“Now read on… into the fantastic world of the future!” That’s how each of the three sections of The Usborne Book of the Future (on Robots, Future Cities, and Space Travel) begins, after a brief look at these subjects (tool-use, cities, and transport) in history. It was published in 1979. I don’t think I owned it, but must have got it out of the local library — certainly, I pored over it enough for some of its images and ideas to really stick in my mind. I mentioned the key one in a previous Mewsings a while back (writing about William Gibson, whose latest novel I am, by coincidence, reading at the moment), which showed two possible views of how the future might be, one good, one bad. It was titled “Two Trips to the 21st Century”, and I remember really worrying that I might end up living in the nasty, polluted, breathing-apparatus one. I recently gave in to a bout of curiosity/nostalgia and bought it, perhaps mainly so I could have a second look at that image. Here it is (click on it for the full double-page spread, including key to the numbers):
"Two Trips to the 21st Century" from The Usborne Book of the Future (1979)
And then, of course it struck me — here I am, living in the 21st century!
Usually, nothing dates as fast as people’s ideas about how their future is going to be, but having a browse through the Usborne Book from the privileged standpoint of living in the era it was talking about, I was pleased to see how well it stands up. This may be partly thanks to the fact that it wasn’t just based on someone’s speculations having read a few topical SF novels, or on what would look the most visually interesting to Star Wars-hungry kids, but because it was based on the research and speculation of scientists and groups like Bell Aerospace, Boeing, and NASA, which get mentioned in the acknowledgements (alongside Arthur C Clarke and Omni magazine). In fact, the most dated thing about it is, perhaps, a single reference to “housewives” — which also led to my noticing how few women are taking an active part in the jumpsuited future the book depicts.
But generally, the thing that works in The Usborne Book of the Future is that it isn’t talking down to its young audience. It’s not setting out to paint a picture of the sort of future the kids of the day would have wanted, but it really looks at how technical advances might affect day-to-day life, and how the problems of an ever more energy-hungry civilisation might be overcome (gathering solar energy in space and sending it down to Earth in a concentrated microwave beam, for instance — is this still a possibility?). There are far more bicycles (even if occasionally solar-powered) than jetpacks in the book, and the one technological advance that most excited me at the time, I now realise is decades old:
The "risto", or wristwatch radio-telephone.
Here is how the living room of the 1970s future was going to look:
The living room of a house of the future, from The Usborne Book of the Future (1979)
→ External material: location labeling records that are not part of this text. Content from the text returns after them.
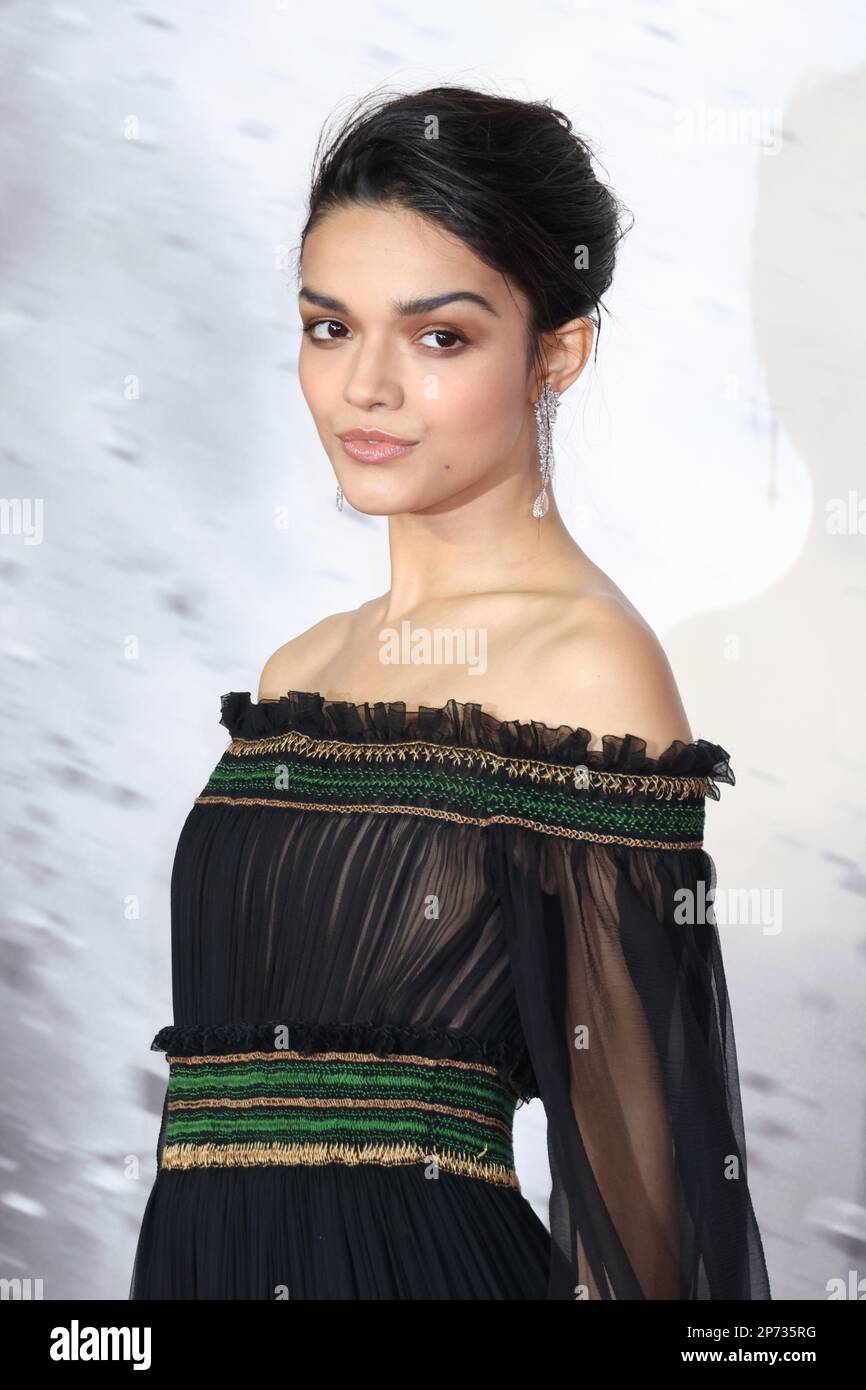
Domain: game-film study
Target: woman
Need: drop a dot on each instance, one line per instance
(396, 912)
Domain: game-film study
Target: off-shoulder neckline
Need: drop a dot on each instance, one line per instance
(466, 724)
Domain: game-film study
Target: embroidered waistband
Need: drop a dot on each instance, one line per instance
(338, 1107)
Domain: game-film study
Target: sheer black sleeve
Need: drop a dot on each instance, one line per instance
(623, 998)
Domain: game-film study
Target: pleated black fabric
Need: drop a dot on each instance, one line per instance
(556, 957)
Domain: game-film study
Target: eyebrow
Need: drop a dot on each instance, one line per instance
(405, 307)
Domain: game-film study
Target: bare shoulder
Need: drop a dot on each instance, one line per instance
(296, 663)
(612, 673)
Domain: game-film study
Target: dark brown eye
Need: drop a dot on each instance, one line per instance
(327, 324)
(444, 332)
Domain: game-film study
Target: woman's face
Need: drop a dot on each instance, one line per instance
(452, 378)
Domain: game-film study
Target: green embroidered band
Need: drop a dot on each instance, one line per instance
(285, 1108)
(460, 784)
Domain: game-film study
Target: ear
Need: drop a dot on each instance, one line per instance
(566, 352)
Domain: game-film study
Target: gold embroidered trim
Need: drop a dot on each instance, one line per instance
(334, 1101)
(577, 776)
(435, 813)
(234, 1155)
(332, 1057)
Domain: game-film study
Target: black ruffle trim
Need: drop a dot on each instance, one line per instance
(467, 726)
(510, 1061)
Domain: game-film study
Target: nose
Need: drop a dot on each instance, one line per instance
(371, 380)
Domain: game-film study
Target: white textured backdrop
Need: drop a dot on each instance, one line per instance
(153, 174)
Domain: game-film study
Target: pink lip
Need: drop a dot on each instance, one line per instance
(374, 445)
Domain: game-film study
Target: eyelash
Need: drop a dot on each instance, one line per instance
(439, 352)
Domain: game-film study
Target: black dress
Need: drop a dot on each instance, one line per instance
(391, 927)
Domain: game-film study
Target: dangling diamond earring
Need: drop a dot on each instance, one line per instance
(545, 414)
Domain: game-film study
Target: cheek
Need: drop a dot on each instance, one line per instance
(487, 403)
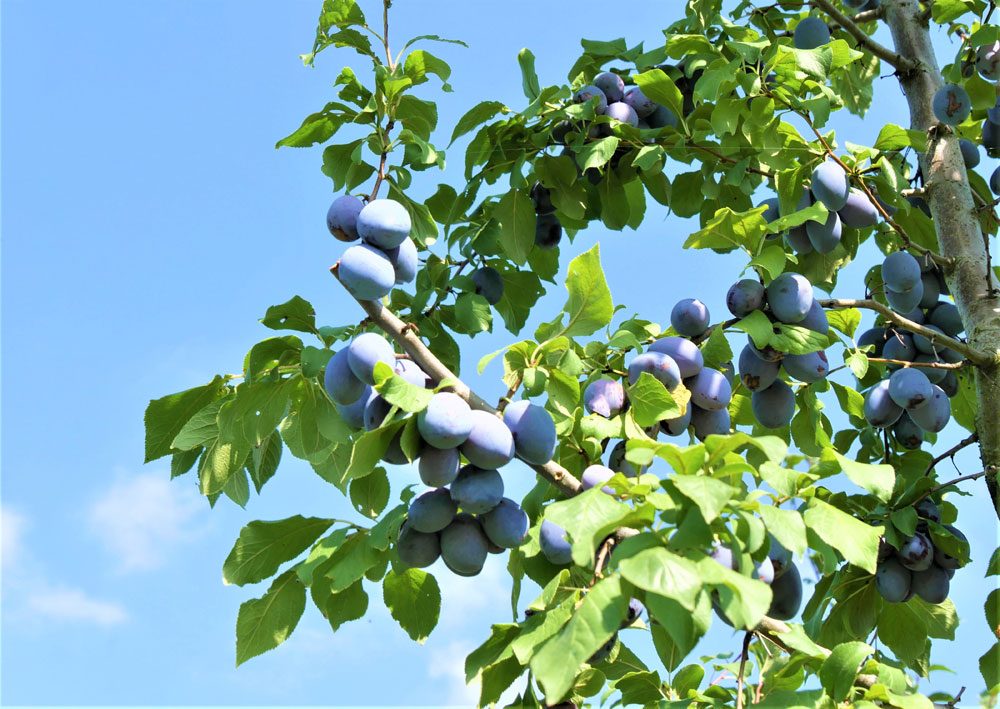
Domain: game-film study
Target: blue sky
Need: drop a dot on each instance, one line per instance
(147, 224)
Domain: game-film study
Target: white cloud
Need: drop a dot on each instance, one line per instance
(74, 605)
(140, 518)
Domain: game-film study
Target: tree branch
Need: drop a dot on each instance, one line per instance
(978, 358)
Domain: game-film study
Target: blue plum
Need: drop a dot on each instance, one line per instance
(554, 543)
(756, 373)
(366, 272)
(685, 354)
(505, 525)
(432, 511)
(417, 549)
(790, 296)
(464, 546)
(744, 297)
(342, 217)
(438, 466)
(534, 431)
(830, 185)
(880, 410)
(477, 490)
(490, 443)
(658, 365)
(690, 317)
(605, 397)
(446, 422)
(773, 407)
(710, 390)
(384, 223)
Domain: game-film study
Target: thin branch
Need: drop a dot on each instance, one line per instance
(403, 334)
(977, 357)
(900, 63)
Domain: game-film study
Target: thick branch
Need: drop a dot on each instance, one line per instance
(404, 335)
(978, 358)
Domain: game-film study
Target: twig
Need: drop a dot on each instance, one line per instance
(408, 340)
(977, 357)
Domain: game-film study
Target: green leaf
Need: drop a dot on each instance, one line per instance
(266, 622)
(659, 571)
(264, 546)
(556, 664)
(589, 305)
(165, 417)
(516, 215)
(414, 600)
(855, 540)
(838, 671)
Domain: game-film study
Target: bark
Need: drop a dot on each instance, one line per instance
(959, 234)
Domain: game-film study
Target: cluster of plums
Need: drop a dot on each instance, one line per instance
(787, 299)
(913, 400)
(466, 515)
(917, 568)
(387, 255)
And, apart from the fashions (futuroid, for the man watching TV, retrograde for the footballer he’s watching), and the drinks-serving robot, it’s all come true. We have video cameras, we have home shopping, we have films on video discs, we have electronic mail, we even have video phones and — gods! — we have flat-screen TVs. I think we all deserve a pat on the back for now, officially, living in the future.
The one thing I wonder, looking at this picture, is why man number 2 is so keenly filming his neighbours. The politics of the future is not discussed in The Usborne Book, and this may prove to have been its one major blind spot. Most of its more optimistic ideas (and it generally takes the optimistic view, though doesn’t ignore the problems) have perhaps not come about because there just isn’t the level of political unity required to change the way we live.
Also, of course, there’s the annoying problem of the way the past doesn’t disappear the moment we hit the future — so much of it is left lying around, clogging up the pathways to futurological advancement. The real reason we don’t have superfast cool-looking monorails is because it’s far more cost-effective to adapt our existing dual rail systems to new advances (if we even bother to do that), and the same goes for all technological advances. They have to be bolted onto the present, upgraded step-by-step. But cost, and the sheer tonnage of existing hardware, are two things it’s easy to ignore when you’re reclining in your semi-spheroid easy chair in your sparkly new jumpsuit, speculating on what the future will bring.
Still, I’m so glad it wasn’t that “polluted city of a dying world”. Not yet, anyway.